A pair of biology students at the University of Southern Denmark (SDU) has discovered how starfish are able to squeeze out foreign objects from their bodies. The new discovery could hold the key to understanding how animals are able to heal themselves quickly.
SDU researchers Trine Bottos Olsen and Frederik Ekholm Gaardsted Christensen made the discovery almost by accident as they were working on their studies. The two students were asked to place tags in several starfish to allow scientists to identify the creatures again later.
However, when Olsen and Christensen placed the identifiers on the starfish, the tags did not stay inside the sea creatures.
"Every time we put a tag into a starfish, they rid themselves of the tag within a few days," the researchers explained.
"It came out directly through the skin; the starfish simply pushed it out through the skin at the end of one arm and then went on as if nothing had happened."
Several members of the animal world are known to reject foreign objects from their bodies, similar to how a splinter could be pushed out from a person's finger merely by the movement of its body.
If the foreign object, however, is stuck deep inside the animal's body, such as when a bullet becomes lodged between several internal organs, it would make it difficult for the creature to remove it without the help of surgery.
Regarding the starfish in the study, the sea creatures did not attempt to get rid of the tags by simply pushing them back out of the area where they were injected. They instead allowed the foreign objects to travel through their bodies until they reached the tip of their arms. The creatures then removed the tags through an opening in that area.
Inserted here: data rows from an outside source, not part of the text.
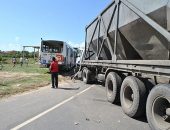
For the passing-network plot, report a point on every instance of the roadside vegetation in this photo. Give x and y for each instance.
(19, 79)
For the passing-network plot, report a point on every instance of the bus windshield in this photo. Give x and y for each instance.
(52, 46)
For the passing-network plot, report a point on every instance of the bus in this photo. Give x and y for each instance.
(65, 54)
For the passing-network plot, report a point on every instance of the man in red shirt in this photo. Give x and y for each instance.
(54, 72)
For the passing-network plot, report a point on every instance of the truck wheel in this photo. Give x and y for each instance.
(86, 75)
(158, 108)
(133, 96)
(112, 84)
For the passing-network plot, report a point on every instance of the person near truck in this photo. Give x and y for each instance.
(14, 61)
(54, 72)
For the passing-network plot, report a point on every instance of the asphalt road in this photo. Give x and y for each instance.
(74, 106)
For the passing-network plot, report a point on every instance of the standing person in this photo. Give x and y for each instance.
(14, 61)
(26, 61)
(21, 61)
(54, 72)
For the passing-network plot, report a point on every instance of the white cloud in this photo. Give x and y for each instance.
(17, 38)
(79, 45)
(14, 46)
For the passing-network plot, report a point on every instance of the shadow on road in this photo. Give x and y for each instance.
(69, 88)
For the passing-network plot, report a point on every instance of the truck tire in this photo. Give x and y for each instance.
(133, 96)
(86, 75)
(112, 84)
(158, 108)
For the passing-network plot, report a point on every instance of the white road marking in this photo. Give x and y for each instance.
(49, 110)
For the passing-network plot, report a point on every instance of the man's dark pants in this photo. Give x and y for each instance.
(54, 79)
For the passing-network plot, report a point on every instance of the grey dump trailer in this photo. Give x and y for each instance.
(128, 47)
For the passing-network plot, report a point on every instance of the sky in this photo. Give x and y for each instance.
(25, 22)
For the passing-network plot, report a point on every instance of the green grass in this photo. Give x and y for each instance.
(19, 79)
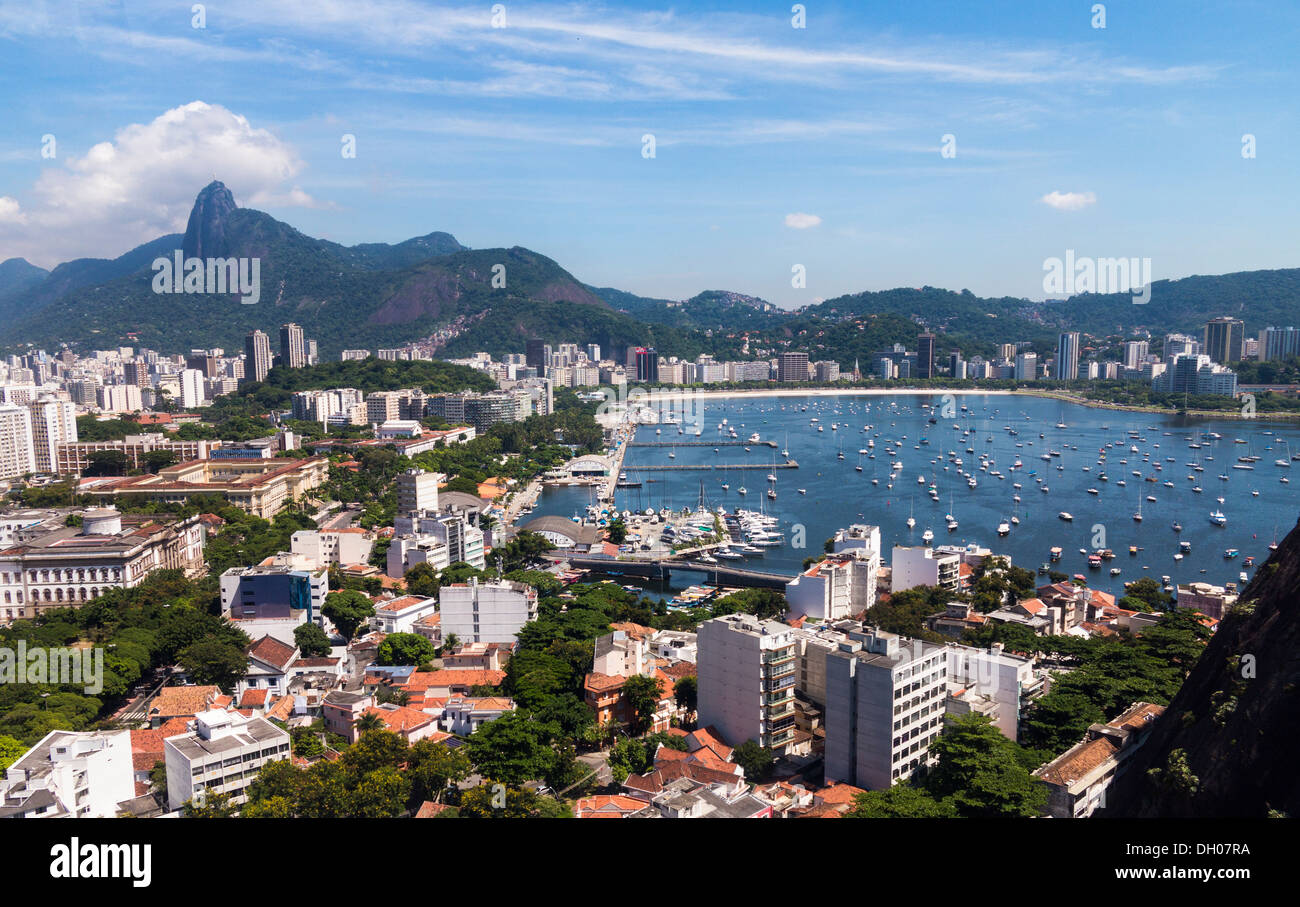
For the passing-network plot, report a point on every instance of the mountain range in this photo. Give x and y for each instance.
(381, 295)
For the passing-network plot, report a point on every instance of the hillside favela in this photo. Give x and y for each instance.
(373, 447)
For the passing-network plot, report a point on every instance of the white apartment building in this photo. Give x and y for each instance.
(78, 775)
(332, 546)
(623, 654)
(923, 567)
(406, 551)
(884, 706)
(989, 681)
(833, 589)
(17, 456)
(746, 671)
(53, 422)
(220, 754)
(399, 615)
(486, 612)
(417, 491)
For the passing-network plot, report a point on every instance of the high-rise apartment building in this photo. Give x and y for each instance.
(926, 355)
(53, 422)
(256, 356)
(486, 611)
(1067, 356)
(293, 346)
(1222, 339)
(417, 491)
(746, 676)
(884, 707)
(792, 367)
(17, 456)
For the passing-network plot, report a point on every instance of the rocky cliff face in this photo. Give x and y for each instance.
(1229, 745)
(206, 233)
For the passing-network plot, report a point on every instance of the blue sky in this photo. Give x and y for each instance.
(774, 146)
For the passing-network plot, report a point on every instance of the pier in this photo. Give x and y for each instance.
(788, 464)
(661, 568)
(703, 443)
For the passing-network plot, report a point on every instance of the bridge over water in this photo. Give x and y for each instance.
(661, 568)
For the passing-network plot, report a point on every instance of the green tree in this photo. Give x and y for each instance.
(642, 694)
(311, 639)
(512, 749)
(687, 693)
(433, 768)
(757, 760)
(980, 772)
(9, 751)
(406, 649)
(900, 802)
(213, 662)
(421, 580)
(347, 610)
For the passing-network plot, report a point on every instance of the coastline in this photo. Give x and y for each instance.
(661, 394)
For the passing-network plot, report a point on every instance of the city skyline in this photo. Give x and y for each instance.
(824, 146)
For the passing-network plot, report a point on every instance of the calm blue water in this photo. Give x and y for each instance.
(837, 495)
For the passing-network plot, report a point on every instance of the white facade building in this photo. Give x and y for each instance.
(81, 775)
(220, 754)
(923, 567)
(884, 706)
(486, 612)
(746, 672)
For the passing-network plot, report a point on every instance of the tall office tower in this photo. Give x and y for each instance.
(293, 346)
(884, 707)
(1027, 367)
(537, 354)
(746, 672)
(417, 491)
(1179, 344)
(1135, 351)
(926, 355)
(256, 356)
(1279, 343)
(1222, 339)
(792, 367)
(1067, 356)
(53, 422)
(135, 372)
(191, 389)
(17, 456)
(648, 364)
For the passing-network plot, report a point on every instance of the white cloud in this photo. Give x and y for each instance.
(142, 185)
(11, 212)
(802, 221)
(1069, 200)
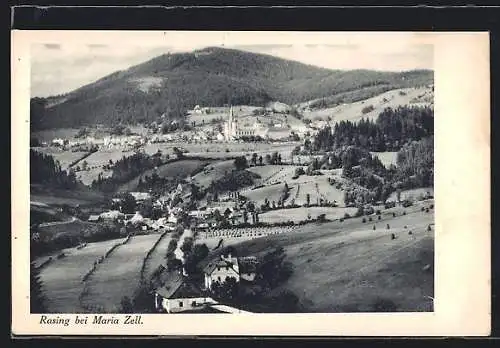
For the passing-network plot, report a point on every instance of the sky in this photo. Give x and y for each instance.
(60, 68)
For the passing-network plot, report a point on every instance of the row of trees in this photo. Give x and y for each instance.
(124, 170)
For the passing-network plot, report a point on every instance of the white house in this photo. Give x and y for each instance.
(140, 196)
(111, 215)
(137, 218)
(220, 270)
(177, 294)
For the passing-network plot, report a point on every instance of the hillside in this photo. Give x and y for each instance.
(172, 83)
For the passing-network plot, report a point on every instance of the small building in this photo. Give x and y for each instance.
(177, 294)
(220, 270)
(94, 218)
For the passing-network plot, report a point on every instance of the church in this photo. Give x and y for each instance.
(234, 129)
The study shows the differences between the physiology of the human body and that of the starfish. The sea creatures are known to have an exoskeleton and also a nervous system that is decentralized. Their eyes are also located on the tips of each of their arms.
Similar to humans, starfish also have a body cavity that is filled with various internal organs. The tags the researchers placed inside the creatures were coursed through their body cavity until they were subsequently ejected through the tip of their arms.
While previous research have suggested how starfish are able to regrow whole organs and appendages, the SDU study is the first of its kind to show how creatures can remove foreign objects from their body.
The study is published in the journal The Biological Bulletin.